Six giant troll sculptures are making their way to the Pacific Northwest, courtesy of Danish artist Thomas Dambo and The Way of the Bird King project (I call it The Giant Troll Adventure). Trolls have already been revealed in Portland, Bainbridge Island and West Seattle, with the most recent addition in Issaquah. The last two trolls (on Vashon Island and in Ballard) will be completed in the coming weeks.
Inspiration behind each troll
A Scandinavian fairytale inspires each troll in The Way of The Bird King project, and the designs of individual trolls are influenced by the environments in which they are constructed. The sculptures are built with recycled and found materials, emphasizing sustainability and environmentalism. The trolls are a beautiful example of art and nature coexisting in harmony.
Connections to the Coast Salish
Jakob 2 Trees has connections to the native Coast Salish people as well.
At the opening ceremony, a member of the local Snoqualmie Tribe shared with visitors about the connection between art and nature, as well as the collaboration between the artist and the Snoqualmie Tribe, pointing out that his niece hand-wove the 21-foot-long section of cedar that adorns Jakob’s wrist and hair.
The giant troll in Issaquah: Where is it?
Finding each of Dambo’s giant trolls is an adventure; exact locations are a public secret. When you’re ready to find Jakob 2 Trees, park near the Issaquah Community Center (there is plenty of free parking in the parking lots) and head out on the adjacent Rainier Trail (Hint: Look for a tower of whimsical, colorful birdhouses as a wayfinder to know you’re on the right path!). The troll is a short two-minute walk from the community center along the trail.
Finding the giant troll in Issaquah and on the Rainier trail
Stretching about 2.5 miles from end to end, Rainier Trail is fully paved and ADA-accessible–bring bikes or scooters to explore more of the trail during your troll-hunting adventure! Leashed dogs are welcome on Rainier Trail; there is even a dog park down the trail from the community center.

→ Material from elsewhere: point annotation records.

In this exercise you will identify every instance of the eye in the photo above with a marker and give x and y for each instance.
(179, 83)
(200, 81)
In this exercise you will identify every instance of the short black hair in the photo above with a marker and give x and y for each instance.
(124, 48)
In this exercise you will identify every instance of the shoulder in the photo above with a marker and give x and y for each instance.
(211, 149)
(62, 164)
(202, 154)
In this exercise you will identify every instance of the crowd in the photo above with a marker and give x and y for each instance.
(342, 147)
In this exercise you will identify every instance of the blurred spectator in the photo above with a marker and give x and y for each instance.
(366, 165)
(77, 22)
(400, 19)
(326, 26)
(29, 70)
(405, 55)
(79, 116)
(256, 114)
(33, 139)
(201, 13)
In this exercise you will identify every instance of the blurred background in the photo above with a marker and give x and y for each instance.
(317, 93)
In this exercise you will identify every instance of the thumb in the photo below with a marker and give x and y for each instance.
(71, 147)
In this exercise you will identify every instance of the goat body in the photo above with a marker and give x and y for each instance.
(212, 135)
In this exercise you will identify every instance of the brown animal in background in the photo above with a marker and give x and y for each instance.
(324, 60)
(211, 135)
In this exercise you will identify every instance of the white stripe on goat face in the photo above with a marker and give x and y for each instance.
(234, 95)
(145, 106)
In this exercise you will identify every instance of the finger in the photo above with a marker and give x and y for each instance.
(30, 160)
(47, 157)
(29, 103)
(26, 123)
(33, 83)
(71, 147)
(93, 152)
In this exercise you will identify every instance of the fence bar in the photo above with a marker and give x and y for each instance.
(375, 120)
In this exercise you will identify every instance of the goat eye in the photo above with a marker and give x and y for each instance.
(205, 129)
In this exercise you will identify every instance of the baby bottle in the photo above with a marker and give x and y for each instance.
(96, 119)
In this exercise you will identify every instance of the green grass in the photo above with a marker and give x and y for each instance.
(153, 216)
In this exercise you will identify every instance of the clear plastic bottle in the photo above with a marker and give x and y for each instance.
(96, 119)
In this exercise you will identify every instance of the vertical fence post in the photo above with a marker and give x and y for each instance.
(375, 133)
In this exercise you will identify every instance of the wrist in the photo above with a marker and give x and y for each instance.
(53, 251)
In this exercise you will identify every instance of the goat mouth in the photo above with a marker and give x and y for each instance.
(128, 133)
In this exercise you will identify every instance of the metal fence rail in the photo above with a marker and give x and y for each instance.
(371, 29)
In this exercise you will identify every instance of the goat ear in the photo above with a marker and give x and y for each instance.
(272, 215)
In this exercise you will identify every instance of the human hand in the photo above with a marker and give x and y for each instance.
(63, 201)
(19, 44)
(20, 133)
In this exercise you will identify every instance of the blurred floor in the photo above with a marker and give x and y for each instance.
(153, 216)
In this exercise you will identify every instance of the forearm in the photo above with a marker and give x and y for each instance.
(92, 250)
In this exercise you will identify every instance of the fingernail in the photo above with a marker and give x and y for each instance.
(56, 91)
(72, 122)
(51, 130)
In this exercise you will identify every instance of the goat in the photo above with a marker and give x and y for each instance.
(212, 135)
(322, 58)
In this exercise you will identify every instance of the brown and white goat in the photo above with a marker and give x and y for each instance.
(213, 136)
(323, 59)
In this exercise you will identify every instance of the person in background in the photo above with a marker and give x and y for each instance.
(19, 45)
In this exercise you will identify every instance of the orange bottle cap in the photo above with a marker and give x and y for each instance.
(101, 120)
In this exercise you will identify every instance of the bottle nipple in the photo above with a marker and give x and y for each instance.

If anyone needs a mid-troll-hunt potty break, public restrooms are inside the Issaquah Community Center (open Monday-Friday 7:00 a.m.-9:00 p.m. and Saturdays from 8:00 a.m.-4:00 p.m., closed on Labor Day weekend). There’s also a port-o-potty near the community center if you arrive outside their operating hours.
Find the giant troll in Issaquah, then stay awhile
With so many amazing places to explore, allow some extra time in your schedule to discover more of Issaquah while you’re in the area.
Stop by the Issaquah Salmon Hatchery for a dose of wildlife and to view one of nature’s most miraculous migrations. Although the hatchery is open to the public year-round, autumn is the most active salmon viewing time. Throughout September and October, visitors can view thousands of native salmon returning to their waters of origin. Free public hatchery tours are available daily during the busy autumn months (More information on tours can be found on the fish hatchery FAQ page).
Yummy treats and park play
If you work up an appetite on your adventure, stop by Boehm’s Candies and Chocolates –a local favorite for over 80 years–for a sweet treat. Inspired by a Swiss Chateau, this confectionary factory and shop offers hand-made chocolates, truffles, fudge, caramels, and more (I hear trolls LOVE chocolate…). They also offer a self-guided tour to learn more about the chocolate-making process while you’re there.
After you emerge from your chocolate coma, head down the street to Sunset Beach at Lake Sammamish State Park (Discover Pass required for parking). The enormous sea-inspired playground has something to entertain every age of explorer: swings, slides, ziplines and even musical instruments. Next to the playground is a large sandy beach where kids can dig, build sand creations and splash in the freshwater of Lake Sammamish. Keep your eye out for the resident bald eagles that make their homes along the lakeshore.